Whiplash als Herzensangelegenheit

Damien Chazelle ist mit Whiplash ein großer Wurf gelungen – ein faszinierendes Werk um die zentrale Frage, ob sich Genie erzwingen lässt. Ironischerweise wird Chazelle selbst seit diesem Film als Wunderkind Hollywoods gehandelt. Whiplash war seine Idee, sein „Baby“. Er wollte den Film unbedingt. In der erzählten Geschichte ist Fletcher davon überzeugt, dass echte Talente niemals das Ziel vor Augen verlieren. Auf Chazelle mag das zutreffen. Er suchte ab 2012 Geldgeber für sein Filmprojekt. Über dem Umweg eines 18-minütigen Kurzfilms mit selbem Titel, der den Kurzfilm-Preis des Sundance Film Festivals gewinnen konnte und die Finanzierung für den Langfilm sicherte, entstand 2014 das Musikfilmdrama. Dieser unbedingte Wille, die Leidenschaft für seine Vision von einem Film, ist der fertigen Produktion in jeder Einstellung anzumerken. Nach temporeichen 106 Minuten mag manch ein Zuschauer ein Schleudertrauma erlitten haben. Sobald sich die Benommenheit legt, bleiben jene Fragen zurück, deren Beantwortung Chazelle dem Publikum gerne überlässt – etwa wo die Grenze zwischen und Kunst und durch Gewalt erzwungener Perfektion verläuft. Whiplash ist große Kunst und dabei nah dran an der Perfektion.

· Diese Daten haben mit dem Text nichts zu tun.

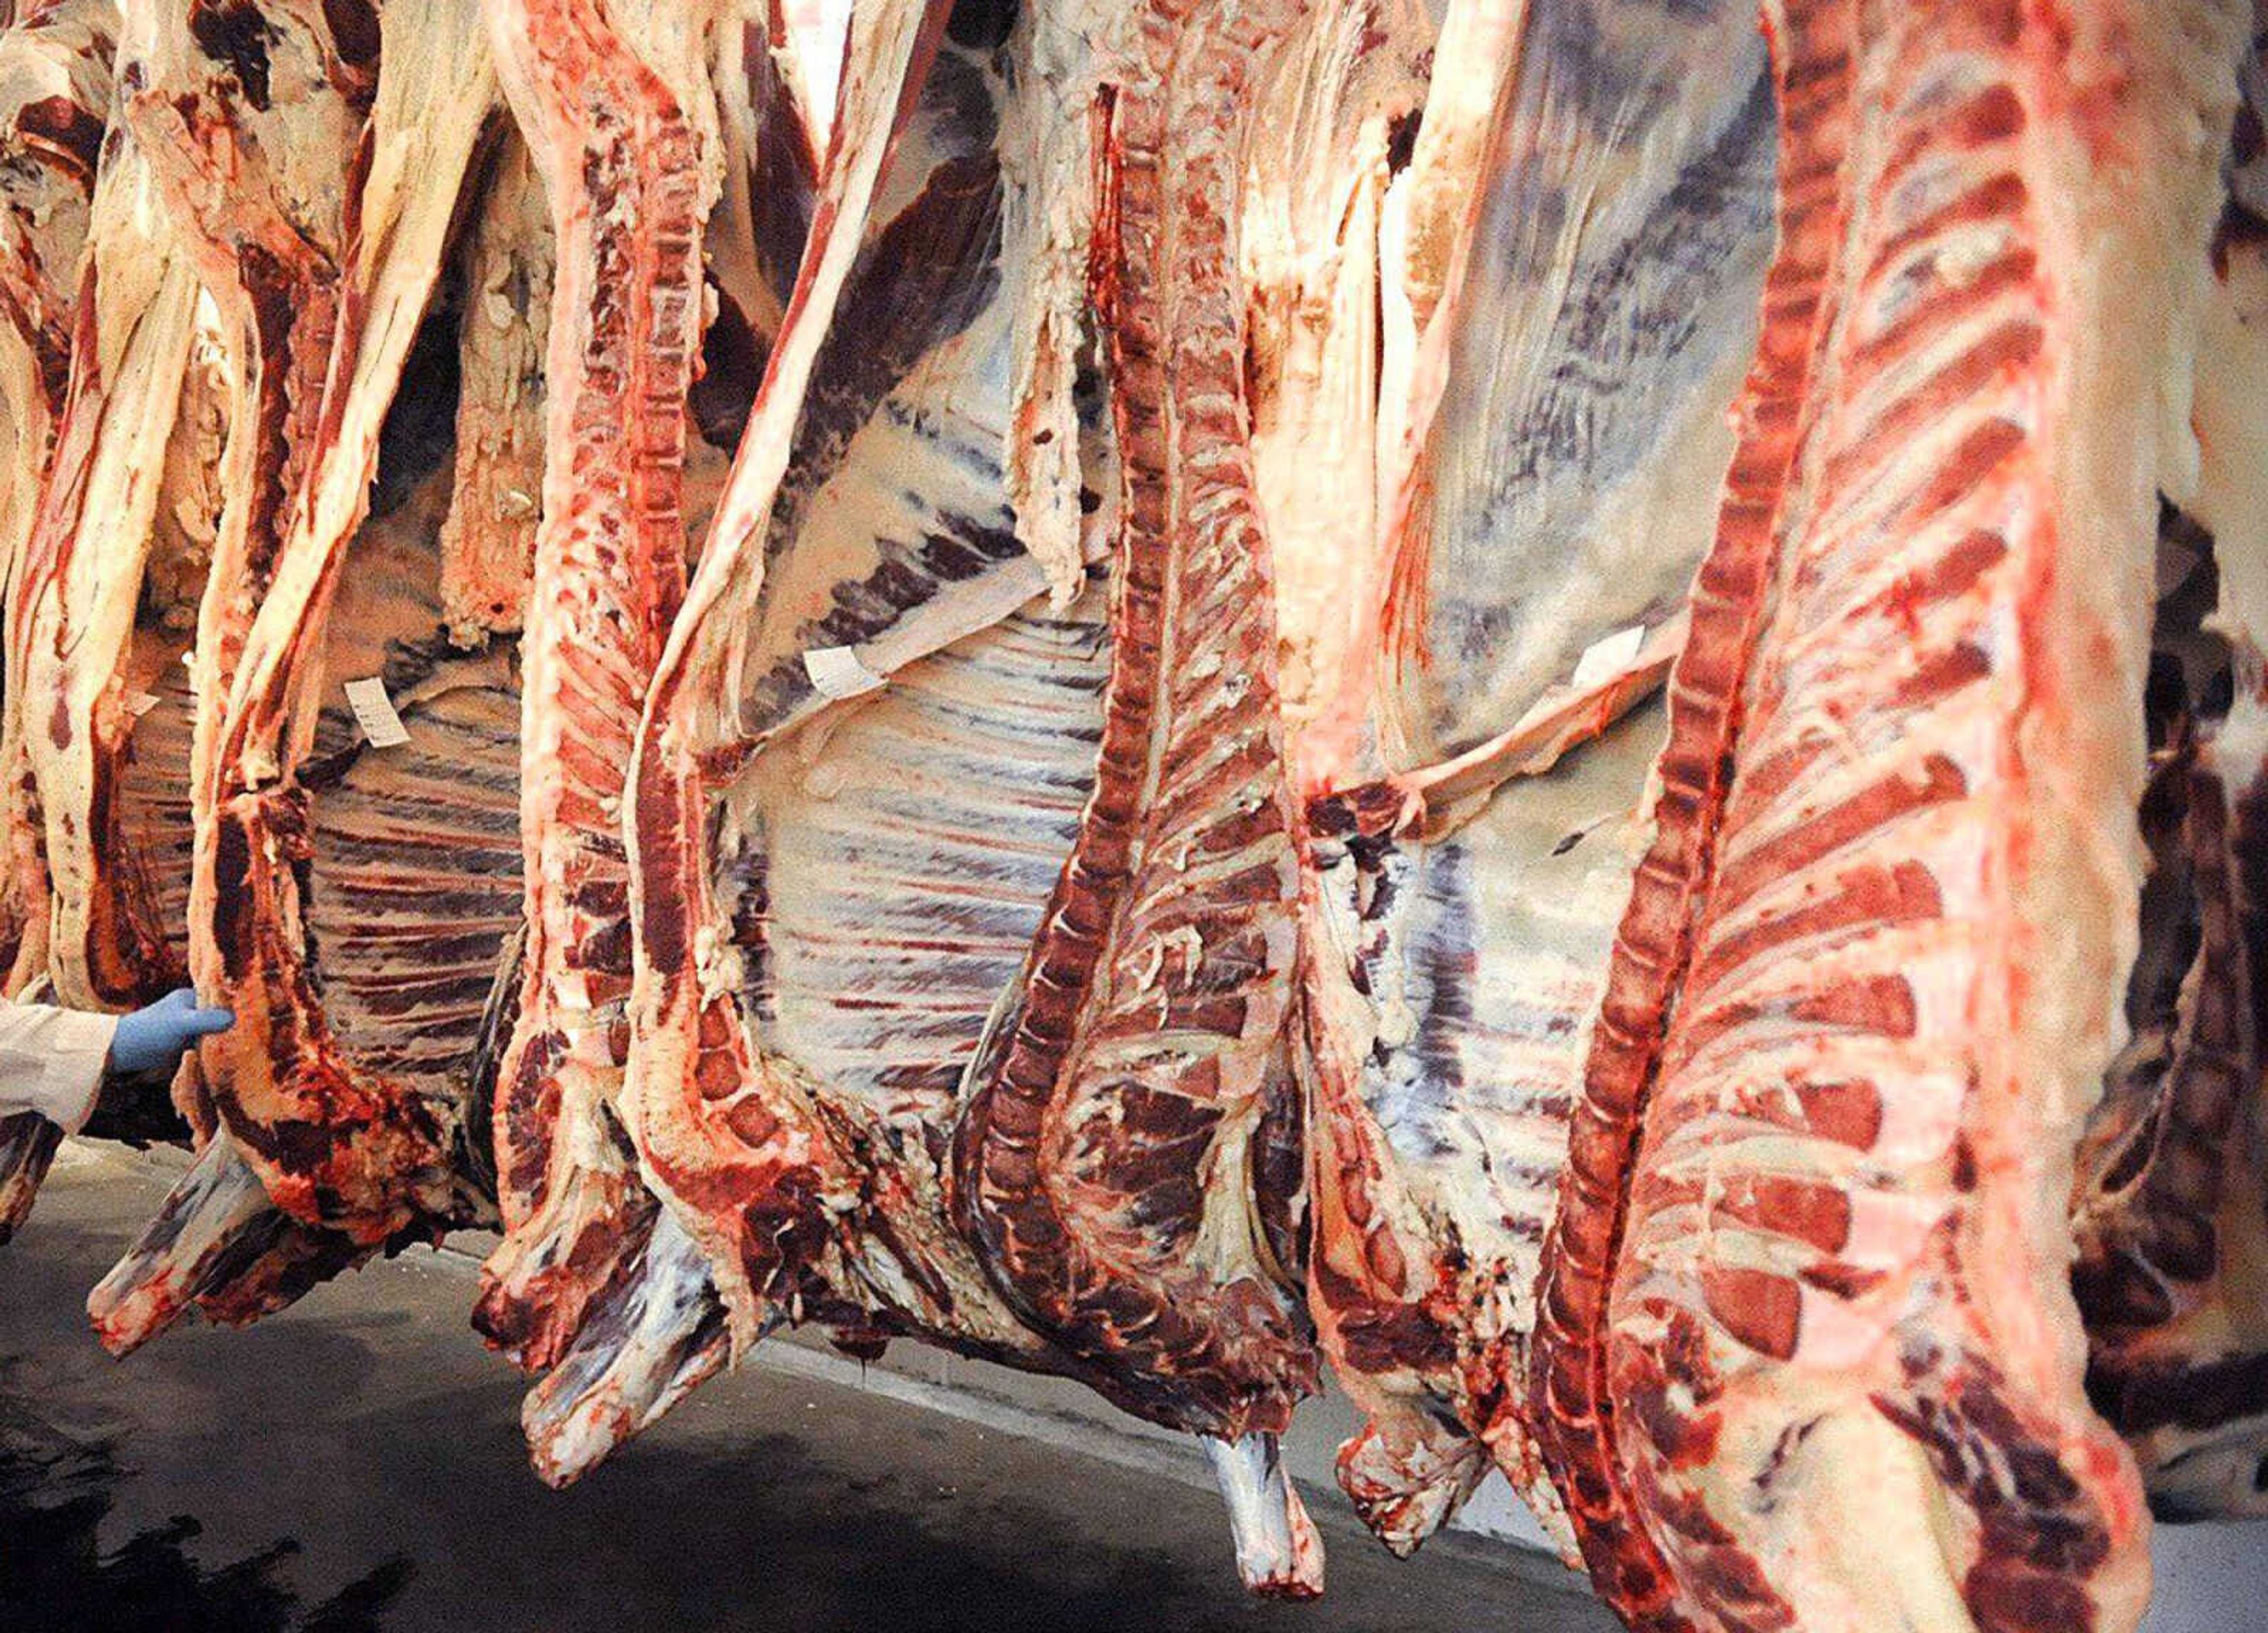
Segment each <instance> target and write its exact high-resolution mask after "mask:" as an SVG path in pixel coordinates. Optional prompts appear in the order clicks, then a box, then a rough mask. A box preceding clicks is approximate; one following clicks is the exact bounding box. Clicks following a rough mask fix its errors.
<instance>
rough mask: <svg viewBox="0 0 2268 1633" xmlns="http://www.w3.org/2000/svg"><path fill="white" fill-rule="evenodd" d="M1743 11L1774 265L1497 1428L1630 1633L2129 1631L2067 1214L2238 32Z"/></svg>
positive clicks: (2121, 871) (2132, 1581)
mask: <svg viewBox="0 0 2268 1633" xmlns="http://www.w3.org/2000/svg"><path fill="white" fill-rule="evenodd" d="M1769 23H1771V41H1774V52H1776V66H1778V86H1780V129H1783V143H1780V177H1778V188H1780V249H1778V259H1776V263H1774V270H1771V277H1769V284H1767V295H1765V336H1762V345H1760V354H1758V365H1755V372H1753V374H1751V381H1749V388H1746V395H1744V397H1742V404H1740V447H1737V451H1735V458H1733V467H1730V476H1728V485H1726V504H1724V510H1721V519H1719V533H1717V544H1715V549H1712V551H1710V558H1708V560H1706V565H1703V569H1701V576H1699V581H1696V594H1694V615H1692V635H1690V642H1687V646H1685V653H1683V658H1681V662H1678V669H1676V676H1674V680H1672V717H1669V746H1667V751H1665V755H1662V762H1660V796H1658V801H1656V810H1653V844H1651V848H1649V853H1647V860H1644V864H1642V866H1640V871H1637V880H1635V887H1633V894H1631V905H1628V909H1626V914H1624V923H1622V932H1619V939H1617V946H1615V955H1613V964H1610V971H1608V987H1606V998H1603V1007H1601V1016H1599V1023H1597V1027H1594V1034H1592V1043H1590V1059H1588V1071H1585V1082H1583V1100H1581V1105H1579V1107H1576V1114H1574V1127H1572V1136H1569V1161H1567V1170H1565V1182H1563V1193H1560V1207H1558V1216H1556V1220H1554V1225H1551V1234H1549V1238H1547V1245H1545V1272H1542V1281H1540V1306H1542V1309H1540V1329H1538V1338H1535V1345H1533V1363H1531V1390H1533V1395H1531V1402H1529V1411H1531V1427H1533V1431H1535V1433H1538V1440H1540V1442H1542V1452H1545V1456H1547V1458H1549V1463H1551V1472H1554V1477H1556V1481H1558V1488H1560V1492H1563V1497H1565V1501H1567V1511H1569V1517H1572V1522H1574V1526H1576V1535H1579V1540H1581V1545H1583V1554H1585V1560H1588V1563H1590V1569H1592V1581H1594V1585H1597V1588H1599V1590H1601V1592H1603V1594H1606V1597H1608V1599H1610V1604H1615V1608H1617V1610H1619V1613H1622V1615H1624V1617H1626V1619H1628V1622H1631V1624H1633V1626H1662V1628H1669V1626H1703V1628H1792V1626H1837V1628H1892V1626H1975V1628H2043V1626H2059V1628H2082V1626H2100V1628H2125V1626H2132V1624H2134V1619H2136V1615H2139V1608H2141V1601H2143V1594H2146V1585H2148V1556H2146V1551H2143V1506H2141V1490H2139V1483H2136V1479H2134V1465H2132V1461H2130V1458H2127V1454H2125V1449H2123V1447H2121V1445H2118V1440H2116V1436H2112V1433H2109V1429H2107V1427H2105V1424H2102V1422H2100V1420H2098V1418H2093V1413H2091V1411H2089V1408H2087V1399H2084V1395H2082V1390H2080V1372H2082V1338H2080V1325H2077V1315H2075V1309H2073V1302H2071V1295H2068V1286H2066V1277H2068V1263H2071V1227H2068V1216H2066V1198H2068V1182H2071V1157H2073V1145H2075V1141H2077V1132H2080V1123H2082V1118H2084V1114H2087V1107H2089V1105H2091V1102H2093V1098H2096V1093H2098V1084H2100V1073H2102V1068H2105V1066H2107V1064H2109V1055H2112V1046H2114V1041H2116V1014H2118V998H2121V989H2123V980H2125V966H2127V962H2130V955H2132V923H2134V896H2136V851H2139V846H2136V844H2134V837H2132V835H2134V810H2136V798H2139V794H2141V780H2143V742H2141V692H2143V671H2146V655H2148V642H2146V635H2148V631H2146V621H2148V619H2146V610H2148V606H2150V581H2152V540H2155V526H2152V524H2155V510H2157V499H2155V490H2157V485H2159V481H2161V476H2164V474H2166V472H2177V469H2180V465H2182V460H2184V449H2186V447H2189V431H2186V424H2184V417H2186V408H2189V379H2186V367H2189V345H2191V340H2193V313H2195V306H2198V295H2200V288H2198V286H2200V284H2202V279H2200V277H2198V272H2195V268H2198V256H2200V254H2202V247H2204V238H2207V229H2209V225H2211V206H2214V202H2216V188H2214V159H2218V145H2220V132H2225V129H2227V118H2229V111H2232V66H2234V59H2236V50H2234V48H2236V34H2239V29H2236V16H2234V9H2232V7H2214V5H2184V7H2125V5H2096V7H2080V9H2073V11H2068V14H2059V16H2055V18H2050V16H2046V14H2043V11H2037V9H2028V7H1971V5H1905V7H1889V9H1882V7H1853V5H1787V7H1774V9H1771V14H1769ZM2136 311H2148V313H2152V320H2150V322H2148V324H2136V322H2132V315H2134V313H2136ZM1885 1565H1887V1567H1885Z"/></svg>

Fazit: Onetwo, onetwothreefour… Schnallen Sie sich an und lernen Sie den furchteinflößendsten Musiklehrer der Filmgeschichte kennen. Whiplash ist rasant, elektrisierend und verstörend zugleich. Ein wunderbarer Film!

Originaltitel: Whiplash
Produktionsland: USA
Erscheinungsjahr:
2014
Regie: Damien Chazelle
Drehbuch: Damien Chazelle
Darsteller: Miles Teller, J. K. Simmons
Kamera: Sharone Meir
Musik: Justin Hurwitz
FSK: 12

Für wen ist dies der ideale Film?

  • Wenn Sie Aronofskys Black Swan oder Kubricks Full Metal Jacket mögen, könnte Ihnen Whiplash gefallen.
  • Wenn Sie Schlagzeug spielen oder Jazzmusik lieben, geht kaum ein Weg an Whiplash vorbei.

Welches Setting passt zu diesem Film?

  • Whiplash ist elektrisierend wie wenig andere Filme. Sie können ihn spät in der Nacht beginnen – ohne Gefahr ihn zu verschlafen. Vielleicht sind Sie anschließend aber so aufgepeitscht, dass Sie überhaupt nicht mehr in den Schlaf finden.
  • Eine Abspielmöglichkeit mit guter Soundwiedergabe, etwa ein Heimkino-System, lohnt sich für Whiplash ganz besonders.